Dicen que para el que no sabe a dónde va, nunca soplan vientos favorables. Y lo contrario sucede para los que si saben hacia dónde se dirigen.
El destino se puede entender como algo predeterminado e impuesto, pero en este caso, aquí me refiero a destino como lo que nos da dirección, lo que nos apunta hacia dónde queremos dirigirnos.
Muchas veces, aunque sepamos lo que queremos o lo que nos mueve, nos equivocamos. Son esas pequeñas decisiones erróneas cotidianas que hacen que por momentos perdamos el camino. Es como si nos desviáramos de nuestra ruta y nos sintiéramos perdidos.

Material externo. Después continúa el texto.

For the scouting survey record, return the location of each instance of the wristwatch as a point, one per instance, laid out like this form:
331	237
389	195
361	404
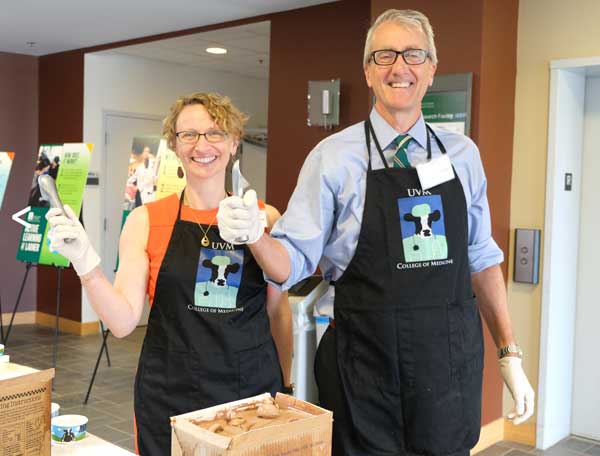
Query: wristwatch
288	389
512	349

En esos momentos, si nos damos un espacio de pausa y silencio, podemos “recalcular” la ruta para podernos poner en el camino que queremos de nuevo.
A veces, estas salidas son sutiles y es fácil recuperar el camino. Sin embargo, otras, son unas desbarrancadas o unas desviaciones muy fuertes y abruptas, que nos dejan sin sentido de la orientación.
No importa si es una u otra, vale la pena recordarnos cuál es nuestro “destino” a dónde queremos dirigirnos, y poner los medios para reiniciar el viaje.
Esto tiene mucho que ver con la intención, nos podemos equivocar, pero lo que al final dice más de nosotros no es si tropezamos o no, sino la intención que le ponemos a cada paso que damos. Si ese paso está alineado a nuestros deseos más profundos, va a ser un paso acertado. Si no sabemos lo que hay en nuestro corazón y lo que nos mueve, muchas veces vamos dando tumbos.
No podemos caminar siempre derechito por el camino, no somos perfectos, pero podemos vislumbrar nuestro camino e intencionalmente ponernos a ello… a caminar.